By Cindy Wooden
Catholic News Service
LUND, Sweden — Urging Catholics and Lutherans to take decisive steps toward unity, Pope Francis nevertheless offered no new openings to the idea of sharing Communion before full unity is achieved.
“We Christians will be credible witnesses of mercy to the extent that forgiveness, renewal and reconciliation are daily experienced in our midst,” the pope said Oct. 31 during an ecumenical prayer service in the Lutherans’ Lund cathedral, which was built as a Catholic cathedral in the 11th century.
With the prayer service, Pope Francis and leaders of the Lutheran World Federation launched a year of activities to mark the 500th anniversary in 2017 of Martin Luther’s efforts to reform the church.
For Pope Francis and the Vatican, Catholics are called to commemorate the event by focusing on concrete ways to express and strengthen the doctrinal agreements reached by Catholic and Lutheran theologians over the past 50 years. The most appropriate way to mark the anniversary, they said, was with common prayer and renewed commitments to working together to help the poor and promote justice.
The Lutherans agree, but many also saw the joint commemoration as a moment to recognize that the joint agreements on issues of faith over the past 50 years mean it is appropriate now to expand occasions when eucharistic sharing is possible.
The Catholic Church has insisted that regular sharing of the Eucharist will be possible only when divided Christians have attained full unity.
In his homily at the Lund cathedral, the Rev. Martin Junge, general secretary of the Lutheran World Federation, expressed his hope for shared Communion sooner.
While in the past Catholics and Lutherans sometimes carried stones to throw at each other, he said, that is no longer possible “now that we know who we are in Christ.” The stones cannot be used “to raise walls of separation and exclusion” either, he said.
“Jesus Christ calls us to be ambassadors of reconciliation,” he said, using stones for “building bridges so that we can draw closer to each other, houses where we can meet together and tables — yes, tables — where we can share the bread and the wine, the presence of Jesus Christ who has never left us and who calls us to abide in him so the world may believe.”
A joint statement signed in Lund by Pope Francis and Lutheran Bishop Munib Younan, president of the Lutheran World Federation, said, “Many members of our communities yearn to receive the Eucharist at one table as the concrete expression of full unity.”
Particularly referring to Catholic-Lutheran married couples, the two leaders’ statement said, “We experience the pain of those who share their whole lives, but cannot share God’s redeeming presence at the eucharistic table.
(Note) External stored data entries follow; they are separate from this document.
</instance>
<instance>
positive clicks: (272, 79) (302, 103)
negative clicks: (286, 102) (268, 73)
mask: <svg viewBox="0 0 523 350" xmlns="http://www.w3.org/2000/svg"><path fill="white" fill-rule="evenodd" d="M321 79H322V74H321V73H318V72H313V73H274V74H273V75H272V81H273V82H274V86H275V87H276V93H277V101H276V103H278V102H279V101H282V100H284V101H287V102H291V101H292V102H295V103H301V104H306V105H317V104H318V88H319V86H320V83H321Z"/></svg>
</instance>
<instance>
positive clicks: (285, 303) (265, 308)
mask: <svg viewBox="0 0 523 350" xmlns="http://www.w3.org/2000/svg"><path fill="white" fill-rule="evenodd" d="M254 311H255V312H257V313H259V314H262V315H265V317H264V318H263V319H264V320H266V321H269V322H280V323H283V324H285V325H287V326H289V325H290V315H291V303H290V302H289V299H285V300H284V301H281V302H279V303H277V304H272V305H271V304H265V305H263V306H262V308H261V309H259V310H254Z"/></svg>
We acknowledge our joint pastoral responsibility to respond to the spiritual thirst and hunger of our people to be one in Christ.”
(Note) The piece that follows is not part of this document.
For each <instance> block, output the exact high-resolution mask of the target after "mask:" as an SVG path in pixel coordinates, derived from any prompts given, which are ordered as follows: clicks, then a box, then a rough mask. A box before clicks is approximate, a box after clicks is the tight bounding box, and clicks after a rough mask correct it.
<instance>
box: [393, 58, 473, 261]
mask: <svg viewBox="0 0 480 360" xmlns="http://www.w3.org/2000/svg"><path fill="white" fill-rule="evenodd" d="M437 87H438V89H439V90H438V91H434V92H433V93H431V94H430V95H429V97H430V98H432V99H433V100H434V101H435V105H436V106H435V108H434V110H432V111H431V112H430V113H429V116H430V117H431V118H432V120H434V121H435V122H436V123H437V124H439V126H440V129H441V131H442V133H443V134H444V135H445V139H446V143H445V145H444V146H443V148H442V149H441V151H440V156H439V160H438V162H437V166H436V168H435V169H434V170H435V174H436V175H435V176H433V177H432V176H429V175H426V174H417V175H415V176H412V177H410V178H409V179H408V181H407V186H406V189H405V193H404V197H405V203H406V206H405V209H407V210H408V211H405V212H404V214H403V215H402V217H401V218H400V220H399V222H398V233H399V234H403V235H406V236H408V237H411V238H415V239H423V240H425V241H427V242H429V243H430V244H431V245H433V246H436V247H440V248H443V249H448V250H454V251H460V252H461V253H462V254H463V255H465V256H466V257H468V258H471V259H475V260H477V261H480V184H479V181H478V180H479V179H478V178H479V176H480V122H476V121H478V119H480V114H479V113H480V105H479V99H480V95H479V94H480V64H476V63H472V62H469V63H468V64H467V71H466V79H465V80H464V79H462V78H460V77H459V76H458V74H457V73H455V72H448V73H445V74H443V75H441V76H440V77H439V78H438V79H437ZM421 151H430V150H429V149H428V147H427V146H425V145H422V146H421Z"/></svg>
However, they did not authorize further opportunities for shared Communion, but expressed longing “for this wound in the body of Christ to be healed. This is the goal of our ecumenical endeavors, which we wish to advance, also by renewing our commitment to theological dialogue.”
Pope Francis began the service praying that the Holy Spirit would “help us to rejoice in the gifts that have come to the church through the Reformation.” In an interview released Oct. 28, he said those gifts were greater appreciation of the Bible as God’s word and an acknowledgement that members of the church are called to a process of ongoing reform.
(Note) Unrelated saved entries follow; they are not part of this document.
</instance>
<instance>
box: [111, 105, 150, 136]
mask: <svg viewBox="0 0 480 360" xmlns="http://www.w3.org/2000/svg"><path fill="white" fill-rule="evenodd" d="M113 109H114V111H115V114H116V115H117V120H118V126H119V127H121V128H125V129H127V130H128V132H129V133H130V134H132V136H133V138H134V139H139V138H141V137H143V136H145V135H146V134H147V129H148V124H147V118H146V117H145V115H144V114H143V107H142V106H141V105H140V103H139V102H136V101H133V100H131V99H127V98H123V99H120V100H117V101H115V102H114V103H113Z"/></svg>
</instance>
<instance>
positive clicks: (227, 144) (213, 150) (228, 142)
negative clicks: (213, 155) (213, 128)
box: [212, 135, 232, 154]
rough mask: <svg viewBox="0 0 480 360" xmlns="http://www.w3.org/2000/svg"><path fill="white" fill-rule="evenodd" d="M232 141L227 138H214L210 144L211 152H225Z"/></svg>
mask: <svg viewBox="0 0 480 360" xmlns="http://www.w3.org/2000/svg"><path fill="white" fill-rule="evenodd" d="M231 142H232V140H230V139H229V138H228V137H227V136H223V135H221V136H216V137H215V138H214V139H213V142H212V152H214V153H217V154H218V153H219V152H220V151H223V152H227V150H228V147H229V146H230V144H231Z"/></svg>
The service was punctuated with music from around the world, including a Kyrie or “Lord Have Mercy” in Aramaic, the language Jesus spoke. Catholic and Lutheran leaders took turns asking God’s forgiveness for maintaining divisions, “bearing false witness” against each other and allowing political and economic interests to exacerbate the wounds in the body of Christ.
Lutheran Archbishop Antje Jackelen of Uppsala, the first woman to serve as primate of Sweden, read the Gospel at the service.
In his homily, Pope Francis insisted that Catholics and Lutherans must “look with love and honesty at our past, recognizing error and seeking forgiveness.”
The division among Christians, he said, goes against Christ’s will for his disciples, weakens their ability to serve the world and often makes it difficult for others to believe Christianity is a religion of peace and fraternity.
The Gospel reading at the service, from John 15, was about Jesus being the vine and his disciples being the branches. In his homily, Rev. Junge said that too often over the past 499 years, Catholics and Lutherans saw each other “as branches separated from the true vine, Christ.”
Yet, he said, “Jesus never forgot us, even when we seemed to have forgotten him, losing ourselves in violent and hateful actions.”
After 50 years of Catholic-Lutheran dialogue, Rev. Junge said, “we acknowledge that there is much more that unites us than that which separates us. We are branches of the same vine. We are one in baptism.”